Another Outage Jan. 7, 2021

@garrett.kranz,
This is the solution for Device history 16 hours delay?
Yes or not?

1 Like

@Mariano_Colmenarejo I’m afraid not, this is regarding a brief incident that occurred this morning (1/7/2021) and is not related to the issues with Event History for certain users on the EU shard, which is being worked on with a high priority.

2 Likes

@garrett.kranz,
Thanks for the info

1 Like

My wife tells me “Why don’t you get a lover like all other husbands? you’re happy at least” :grinning:

3 Likes

@garrett.kranz if there is still an issue with EU event history, then why does the status page not reflect that? You can post region specific statuses, no? As others said, the event history problem has carried on for days now

4 Likes

@prjct92eh2 FWIW the EU Event History troubles are already recovering and should be resolved soon as all the event queues catch up. If this does not happen as we expect it to, we are prepared to create a Statuspage post about it.

As this did not impact everyone (even everyone on the EU shard), the App still loaded, devices could still be controlled, Automations and Device Types still executed, and Hubs were not offline, these factors are what is considered an incident on our end.

Whether or not custom SmartApps can fetch data or Event History is 100% current are not in the list of items, but the argument could be made for them to be. I don’t want to be argumentative about it and sympathize with anyone having troubles in EU. We have been actively working on it since it was reported via the Community.

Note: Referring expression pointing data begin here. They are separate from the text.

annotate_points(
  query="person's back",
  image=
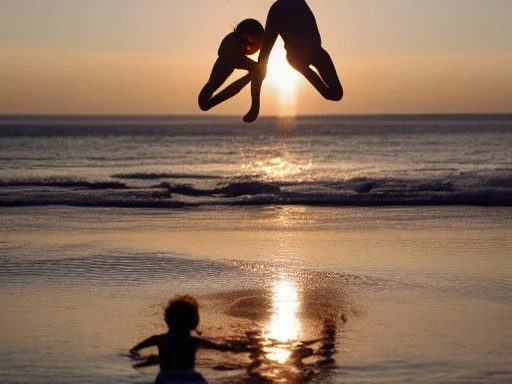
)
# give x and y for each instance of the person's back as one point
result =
(177, 352)
(297, 25)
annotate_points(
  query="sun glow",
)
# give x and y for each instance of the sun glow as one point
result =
(284, 79)
(284, 326)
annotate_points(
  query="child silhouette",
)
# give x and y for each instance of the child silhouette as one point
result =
(294, 21)
(245, 40)
(177, 348)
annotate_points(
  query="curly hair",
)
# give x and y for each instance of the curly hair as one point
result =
(182, 313)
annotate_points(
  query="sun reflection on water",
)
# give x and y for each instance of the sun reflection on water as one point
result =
(284, 327)
(278, 167)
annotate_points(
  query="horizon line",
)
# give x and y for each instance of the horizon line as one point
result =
(16, 115)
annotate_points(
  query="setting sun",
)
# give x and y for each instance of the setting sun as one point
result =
(283, 78)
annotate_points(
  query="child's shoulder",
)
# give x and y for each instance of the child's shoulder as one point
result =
(231, 46)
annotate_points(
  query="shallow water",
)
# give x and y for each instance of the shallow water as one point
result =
(391, 294)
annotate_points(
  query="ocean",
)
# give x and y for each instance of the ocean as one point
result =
(342, 249)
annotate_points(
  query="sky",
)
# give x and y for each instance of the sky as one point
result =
(153, 57)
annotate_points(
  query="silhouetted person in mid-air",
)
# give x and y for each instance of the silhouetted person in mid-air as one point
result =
(245, 40)
(294, 21)
(177, 348)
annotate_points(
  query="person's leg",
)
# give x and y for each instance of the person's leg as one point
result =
(220, 72)
(326, 81)
(231, 90)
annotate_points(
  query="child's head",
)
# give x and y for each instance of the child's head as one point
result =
(182, 313)
(250, 32)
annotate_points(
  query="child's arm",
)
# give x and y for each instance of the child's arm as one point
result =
(271, 33)
(238, 347)
(149, 342)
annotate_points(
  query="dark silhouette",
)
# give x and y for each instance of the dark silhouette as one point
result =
(294, 21)
(177, 348)
(245, 40)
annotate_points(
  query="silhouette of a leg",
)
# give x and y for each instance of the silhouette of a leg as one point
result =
(220, 72)
(258, 75)
(326, 81)
(231, 90)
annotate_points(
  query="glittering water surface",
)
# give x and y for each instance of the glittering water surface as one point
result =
(322, 295)
(337, 249)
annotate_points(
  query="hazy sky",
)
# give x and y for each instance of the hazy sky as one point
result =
(136, 56)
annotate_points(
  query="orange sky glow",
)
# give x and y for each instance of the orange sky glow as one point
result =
(132, 57)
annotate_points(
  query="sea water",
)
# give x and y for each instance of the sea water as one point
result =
(384, 239)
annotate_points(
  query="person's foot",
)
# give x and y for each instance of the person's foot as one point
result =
(252, 114)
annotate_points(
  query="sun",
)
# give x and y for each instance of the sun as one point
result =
(282, 76)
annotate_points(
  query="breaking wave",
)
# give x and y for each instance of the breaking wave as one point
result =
(467, 188)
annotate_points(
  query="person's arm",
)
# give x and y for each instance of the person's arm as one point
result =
(149, 342)
(235, 347)
(269, 39)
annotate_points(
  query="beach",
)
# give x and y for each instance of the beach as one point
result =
(383, 241)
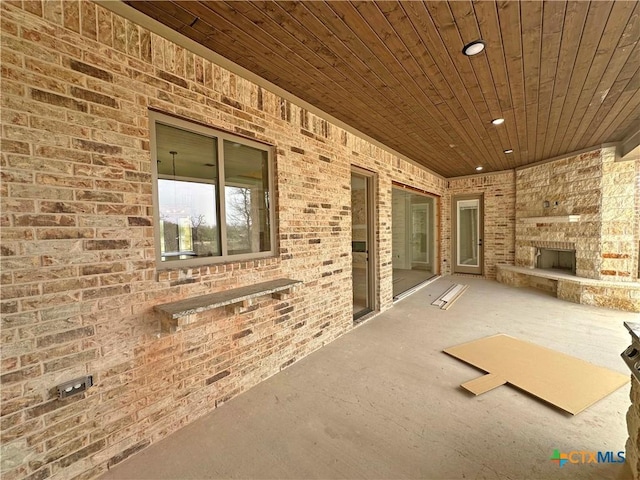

I hope this makes sense, and thank you for the feedback. Myself and my Team are actively working on improving publicly-facing Incident communication and this feedback helps do that.

6 Likes

Thank you for response! It’s good to know what the criteria is for a status to be posted.

3 Likes

Access token push notifications were out since yesterday. I received it from the Classic app just after I activated something from Google, and I couldn’t be bothered to click on it since the classic app and even history has been bunkered. So being fast… Let’s say, you are a day late…

In the case of the event history it is quite easy to make the argument as it is sometimes the way we actually know that devices are being controlled and automations and device types have executed, or more to the point that they aren’t and that you may have an incident.

It could be argued that knowing whether event history is functioning correctly is critical information, and is actually more important than the event history itself.

On a sort of related note, for me just about the most disruptive change made to ST of late has been that the battery level has vanished from the device event history without any apparent comment.

4 Likes

Just noting this is not working AGAIN. App still works, but no Alexa. Not testing Google because I am too irritated to try.

Not entirely sure what you mean by this.

But, again, I’m not downplaying the importance of Event History. Just that the nature of the Event History troubles in EU did not meet any sort of general incident reporting threshold for us. We’ve since updated status.smartthings.com to reflect the situation, and will obviously have this scenario in mind going forward. Feel free to PM me if you have any other thoughts or concerns.

2 Likes

@Nameless everything I’m looking at for Amazon/Google with relation to SmartThings looks normal. If you’re still experiencing troubles and want to PM me, I’d be happy to have a look.

1 Like

PM sent. Confirmed this is tied to Alexa. Google is working.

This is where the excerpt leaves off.